A short ride later I turned onto SR 11 and was treated to an excellent view of the Mississippi River.

I turned left onto SR 92 and crossed the Mississippi into Muscatine.  Although I'd never been here, I recognized the name.  Chris' school use to play a team from here every spring.  Muscatine would travel south each spring while there was still snow on the ground, giving them a leg up on their local competition.   Chris said they won their conference almost every year.

























                  The Mississippi River from Muscatine, Iowa.

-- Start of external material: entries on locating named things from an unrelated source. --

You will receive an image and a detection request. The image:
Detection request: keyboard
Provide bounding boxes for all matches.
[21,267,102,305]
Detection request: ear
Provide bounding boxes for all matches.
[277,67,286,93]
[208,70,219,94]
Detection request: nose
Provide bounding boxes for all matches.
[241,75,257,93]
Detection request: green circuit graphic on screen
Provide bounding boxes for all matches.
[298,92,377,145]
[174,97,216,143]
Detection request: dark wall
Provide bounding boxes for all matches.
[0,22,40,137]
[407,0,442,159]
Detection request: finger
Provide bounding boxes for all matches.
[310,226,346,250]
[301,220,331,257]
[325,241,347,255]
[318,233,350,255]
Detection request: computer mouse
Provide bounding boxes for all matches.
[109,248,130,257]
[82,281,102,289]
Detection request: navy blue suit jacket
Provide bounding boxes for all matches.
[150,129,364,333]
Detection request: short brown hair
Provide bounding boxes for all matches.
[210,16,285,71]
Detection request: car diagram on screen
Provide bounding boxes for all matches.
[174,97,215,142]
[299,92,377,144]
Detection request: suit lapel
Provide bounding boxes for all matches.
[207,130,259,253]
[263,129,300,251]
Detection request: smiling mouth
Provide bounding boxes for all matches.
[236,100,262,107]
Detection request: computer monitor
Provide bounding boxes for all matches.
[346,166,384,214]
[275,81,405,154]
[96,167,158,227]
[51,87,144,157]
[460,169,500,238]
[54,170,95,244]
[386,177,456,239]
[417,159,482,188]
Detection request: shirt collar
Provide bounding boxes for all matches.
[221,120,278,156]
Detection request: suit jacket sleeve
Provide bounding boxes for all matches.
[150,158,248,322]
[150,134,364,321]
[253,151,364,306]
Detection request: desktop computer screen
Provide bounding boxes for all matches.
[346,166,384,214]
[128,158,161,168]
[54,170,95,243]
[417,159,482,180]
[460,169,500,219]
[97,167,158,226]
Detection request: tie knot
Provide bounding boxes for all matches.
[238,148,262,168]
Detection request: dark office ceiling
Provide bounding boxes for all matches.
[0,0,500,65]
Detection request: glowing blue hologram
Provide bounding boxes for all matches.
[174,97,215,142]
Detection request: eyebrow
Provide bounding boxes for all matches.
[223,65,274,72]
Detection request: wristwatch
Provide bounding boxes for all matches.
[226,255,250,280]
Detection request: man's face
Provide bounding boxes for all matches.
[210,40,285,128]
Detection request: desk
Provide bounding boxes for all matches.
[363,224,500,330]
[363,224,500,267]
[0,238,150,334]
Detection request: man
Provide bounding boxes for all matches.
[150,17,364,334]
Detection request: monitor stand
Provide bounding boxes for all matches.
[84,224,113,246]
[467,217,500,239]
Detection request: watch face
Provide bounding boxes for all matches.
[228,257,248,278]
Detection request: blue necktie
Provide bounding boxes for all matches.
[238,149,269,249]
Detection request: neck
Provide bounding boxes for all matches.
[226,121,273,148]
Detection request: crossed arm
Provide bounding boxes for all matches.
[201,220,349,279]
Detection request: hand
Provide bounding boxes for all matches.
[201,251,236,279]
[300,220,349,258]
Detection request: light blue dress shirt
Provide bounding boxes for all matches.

In Iowa I switched to SR 38.  I followed it to I-80 where I connected to a road called X40.  It was on the map, so I assumed it was paved.  It was.
I took a break in Wilton.  I drank fancy water and called my wife. 

The day was drawing to a close as leaned a few curves into Wapsipinicon State Park.  To most people's surprise, Eastern Iowa has a few hills, and woods.

In the park I had to look for the campground host. I found his RV on small site near the front.  I paid my 7 bucks to the state of Iowa and made sure I picked a site FAR from anybody else.  I needed some sleep tonight.

After setting up camp I made a quick ride into town for something to drink.  The park is practically located in the town of Anamosa so I didn't have far to go.

When I found the gas mart store I figured I might as well top off the tank.  The best they had was 89 so I bought only 5 bucks worth.  I figured it would be good enough after I mixed it with the good stuff already in the tank. 

I was still full from lunch, but when I saw how good the fried chicken breast looked, I bought one to eat back at the campground.
The 13 and I put down 507 miles today.  

I took more pictures today and spent a few minutes at the camp table sorting through them.  When I finished that I made notes for the next day's ride.  I see on the map I am not too far from the "Field of Dreams," movie site.  I'll check that out in the morning.

I was too sleepy to watch a movie so went to bed kind of early.